I am surprised that the simple point I attempted to make in the post called Drinking and Democracy about adult universal franchise being inconsistent with treating adults like irresponsible children provoked so much controversy. Call me dense but I am at a loss figuring out what exactly the objections are.
One person said that prohibiting drinking is good because drinking leads to problems. I am sorry but I don’t understand the logic of prohibiting an action which in the normal course of events is not harmful to the person, and more importantly it does not harm those uninvolved in the activity. Drinking, in the normal course of events, does no harm to the person drinking nor to others. Of course, a drunk often harms others as well as himself. So drunk driving should be prohibited, not drinking per se. That drinking engaged in excess leads to harm is no reason to prohibit drinking and the government that gets into the business of prohibiting normally harmless activities is a government which I would not submit to.

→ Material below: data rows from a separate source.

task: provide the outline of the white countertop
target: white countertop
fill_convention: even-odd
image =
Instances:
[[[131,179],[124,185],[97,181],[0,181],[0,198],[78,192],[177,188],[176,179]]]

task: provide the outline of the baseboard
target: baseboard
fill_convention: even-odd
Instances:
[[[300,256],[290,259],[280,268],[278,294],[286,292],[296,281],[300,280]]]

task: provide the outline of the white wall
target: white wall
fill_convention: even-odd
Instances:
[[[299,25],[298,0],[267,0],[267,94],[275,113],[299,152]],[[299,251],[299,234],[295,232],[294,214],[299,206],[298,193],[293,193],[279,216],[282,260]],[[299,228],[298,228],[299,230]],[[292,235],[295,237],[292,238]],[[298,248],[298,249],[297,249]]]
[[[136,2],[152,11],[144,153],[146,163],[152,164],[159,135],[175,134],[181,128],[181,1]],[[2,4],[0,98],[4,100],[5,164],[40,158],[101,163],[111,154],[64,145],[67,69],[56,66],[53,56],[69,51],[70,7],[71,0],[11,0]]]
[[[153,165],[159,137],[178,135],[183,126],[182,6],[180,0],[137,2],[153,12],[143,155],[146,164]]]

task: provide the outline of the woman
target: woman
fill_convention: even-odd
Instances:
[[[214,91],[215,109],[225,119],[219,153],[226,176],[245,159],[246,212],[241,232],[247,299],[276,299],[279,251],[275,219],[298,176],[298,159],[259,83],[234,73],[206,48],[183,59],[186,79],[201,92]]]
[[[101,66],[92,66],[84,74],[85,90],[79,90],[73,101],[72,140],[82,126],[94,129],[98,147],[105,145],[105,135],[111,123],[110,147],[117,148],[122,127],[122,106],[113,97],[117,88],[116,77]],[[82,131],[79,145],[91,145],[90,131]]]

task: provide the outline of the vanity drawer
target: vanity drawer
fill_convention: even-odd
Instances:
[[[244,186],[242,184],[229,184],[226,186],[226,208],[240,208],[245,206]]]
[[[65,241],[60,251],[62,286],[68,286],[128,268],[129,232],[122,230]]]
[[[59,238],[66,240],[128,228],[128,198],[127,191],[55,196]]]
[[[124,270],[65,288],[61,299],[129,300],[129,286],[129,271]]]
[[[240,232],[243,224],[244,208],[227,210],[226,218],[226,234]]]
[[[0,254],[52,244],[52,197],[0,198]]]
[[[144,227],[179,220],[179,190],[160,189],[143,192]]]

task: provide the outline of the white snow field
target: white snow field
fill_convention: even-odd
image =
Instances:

A government’s job is to protect people from other people, and does not extend to protecting a person from himself. If a person is a minor, that is the job of the parents or the guardians of the minor. If an adult is incompetent in some regard—for instance if the person is mentally retarded or addicted—then the government may intervene. But government interference in the lives of normal competent adults is extremely pernicious. Sure alcohol is harmful when ingested in large quantities over long periods of time. So is fat. And so are sugars. When will the benevolent government tell you how much and when you are allowed to eat? And where do you draw the line? You want the government to dictate what you should read? Who you should sleep with? You want the government to tell you what to think or better yet do your thinking for you?
I think that overall we Indians are brainwashed into thinking that it is alright for the government to control, having grown up in the benevolent shadow of the paternalistic government of Cha-cha Nehru and his feudalistic socialism and its oh-so-wonderful command control license permit quota raj. We don’t question the intrusion of the government in every aspect of our social and economic lives, in our private and public lives. Not having lived in a truly free society, we even lack the imagination to consider what a free society is like.
Let me hasten to say that anyone who pipes up at this point and says, “Yabbut the US is not free either, by this definition of yours,” will be taken out and shot at dawn. I am not arguing that US or any other society is free or not. I am saying that we should live in free society. And to do so, we have to make our society free. And to make a free society, we have to be able to imagine what a free society is. The evidence so far about our ability to conceive of a free society is not very encouraging. We don’t live in a free society primarily because we appear to lack imagination.
So ladies and gentlemen, I wish you a good life under the caring clutches of a benevolent and interfering government which will tell you what you should do, how you should live, what thoughts you should think, and most importantly who you should vote for.